Chucky Bartolo (born Andrew Bartolo; 5 July 1993) is a Maltese stand-up comedian and drag queen. Currently based between Malta and Glasgow, his career breakthrough came as a writer and journalist for Lovin Malta after years of garnering a small following on YouTube as a vlogger. Bartolo is openly gay and uses his platform to speak out against hate speech and fight for reclamation of derogatory slurs.

Since November 2018, he has written and starred in four stand-up specials, and was the closing speaker of TEDx University of Malta's 2019 edition, 'Quirks'. In 2018, Bartolo also starred as the Dame in Malta's National Theatre (Teatru Malta)'s first pantomime and returned to the role in 2019 and 2020. To comply with COVID-19 safety regulations, the pantomime was moved to air on select national radio stations and is the only one taking place on the island in 2020.

In 2020, Bartolo also collaborated with the Government of Malta's Children's Festival, Żigużajg, to put on a digital show encouraging children to write creative stories and bring a modern twist to old fairytales.

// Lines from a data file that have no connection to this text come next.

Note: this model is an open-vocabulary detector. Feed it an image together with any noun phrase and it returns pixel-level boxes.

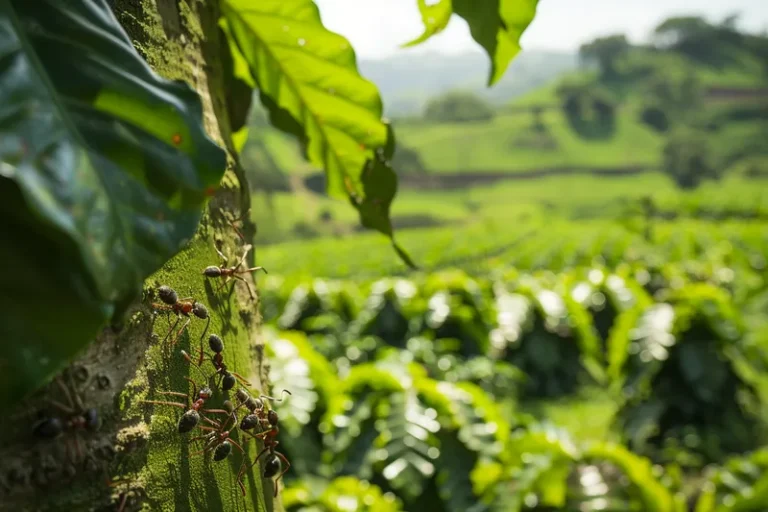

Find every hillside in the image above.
[360,51,577,117]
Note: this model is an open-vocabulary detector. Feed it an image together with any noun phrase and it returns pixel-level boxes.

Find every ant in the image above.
[32,377,101,459]
[202,244,268,299]
[152,285,211,345]
[190,411,245,462]
[202,209,268,299]
[237,411,291,498]
[140,370,229,434]
[181,334,251,391]
[235,389,291,437]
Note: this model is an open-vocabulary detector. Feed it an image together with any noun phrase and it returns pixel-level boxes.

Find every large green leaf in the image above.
[403,0,453,46]
[0,0,226,402]
[222,0,413,266]
[406,0,539,85]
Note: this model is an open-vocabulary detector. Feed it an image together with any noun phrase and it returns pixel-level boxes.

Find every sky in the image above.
[315,0,768,59]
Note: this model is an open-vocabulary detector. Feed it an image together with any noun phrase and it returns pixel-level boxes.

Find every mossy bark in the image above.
[0,0,274,512]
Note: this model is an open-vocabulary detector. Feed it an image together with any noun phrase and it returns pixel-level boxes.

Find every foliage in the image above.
[0,1,225,403]
[406,0,538,85]
[424,91,493,123]
[579,34,631,78]
[664,129,720,189]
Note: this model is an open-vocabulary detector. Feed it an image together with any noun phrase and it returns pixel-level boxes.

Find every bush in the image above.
[424,91,494,123]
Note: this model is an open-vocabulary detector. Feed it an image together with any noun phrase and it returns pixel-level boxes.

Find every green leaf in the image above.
[403,0,453,47]
[222,0,413,267]
[0,0,226,403]
[453,0,539,86]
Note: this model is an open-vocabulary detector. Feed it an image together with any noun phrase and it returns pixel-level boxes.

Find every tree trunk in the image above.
[0,0,273,512]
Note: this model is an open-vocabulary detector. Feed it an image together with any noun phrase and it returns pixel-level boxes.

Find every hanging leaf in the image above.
[222,0,413,267]
[0,0,226,403]
[453,0,539,86]
[403,0,453,47]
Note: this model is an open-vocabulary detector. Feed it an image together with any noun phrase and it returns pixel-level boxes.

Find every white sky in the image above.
[315,0,768,59]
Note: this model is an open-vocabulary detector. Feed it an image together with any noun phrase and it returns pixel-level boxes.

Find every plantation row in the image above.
[259,214,768,278]
[262,270,768,511]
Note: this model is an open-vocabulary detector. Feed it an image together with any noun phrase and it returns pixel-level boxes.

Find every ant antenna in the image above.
[260,389,293,402]
[181,350,210,384]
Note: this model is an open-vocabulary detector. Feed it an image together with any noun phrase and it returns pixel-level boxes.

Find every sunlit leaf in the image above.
[403,0,453,47]
[0,0,226,403]
[222,0,413,266]
[453,0,539,85]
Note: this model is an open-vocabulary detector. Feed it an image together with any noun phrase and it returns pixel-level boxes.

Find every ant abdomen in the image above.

The digital programme was then brought to Malta as a live theatre production of the same name, "Fab Fantasy Fables with Chucky", in 2022.

Bartolo was the narrator and voice-over artist of the first-ever season of reality TV drama Love Island Malta which aired in 2023. He remains in this role, with the upcoming Season 4 of the show airing May 2026.

In September 2023, Bartolo hosted and performed at EuroPride 2023's official drag show, The Drag Spectacular, in Valletta.

Following a short break from pantomimes, December 2024 saw Bartolo reprised the role of Dame in their one-man pantomime "Chucky's Christmas Cracker - A Solo Panto Adventure". The show, held at Spazju Kreattiv, saw Bartolo play all the characters in the performance using costume, voice and wig changes to tell the full story. Bartolo returned to Spazju Kreattiv in 2025 with another one-man show under the new name "Chucky's Solo Panto".

In October 2025 Bartolo opened Sirena, Malta's first dedicated drag bar. Located in Sliema, Bartolo hosts and performs weekly drag shows, while also using the space to continue their advocacy work against anti-LGBT hate speech and violence.